American baseball player (1934–1980)

Thomas Henry Baker (May 6, 1934 – March 9, 1980) was an American left-handed relief pitcher in Major League Baseball who played for the Chicago Cubs in 1963.

==Career==
In , Baker was signed as an amateur free agent by the St. Louis Cardinals. After years in the Cardinals system, he was drafted by the Kansas City Athletics in the minor league draft in 1959. However, two years later, he was again in the minor league draft, this time being drafted by the Baltimore Orioles. In 1963, Baker was sent to the Washington Senators as part of a conditional deal, but did not stay in Washington long. On March 26, 1963, just about three months after being sent to the Senators, he was sent back to the Orioles and was purchased by the Chicago Cubs about two months later, on May 27, 1963. It was in Chicago where Baker spent the remainder of his career.

Baker made his major league debut on August 2, 1963, with the Cubs at age 29. On that day, he faced only one batter, Willie McCovey, and was pulled after hitting McCovey with a pitch. This made Baker one of the few pitchers to hit the first batter they ever faced. The Cubs won the game 12–11. He played his final major league game for the Cubs on September 14, 1963. During his time in the majors, he was one of four left-handed pitchers on the Cubs staff, the others being Dick Ellsworth, Jim Brewer, and Dick LeMay.

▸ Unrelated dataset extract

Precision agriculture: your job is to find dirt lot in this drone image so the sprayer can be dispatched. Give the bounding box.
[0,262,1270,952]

At the time of his retirement, Baker had earned a career earned run average of 3.00. He finished with 18 innings pitched, striking out 14 batters, and playing in a total of 10 games. He allowed 20 hits, 2 home runs, and 7 walks. Baker's lifetime record was 0–1, and came to bat only three times in his career, recording a batting average of .000. His lifetime fielding percentage is 1.000.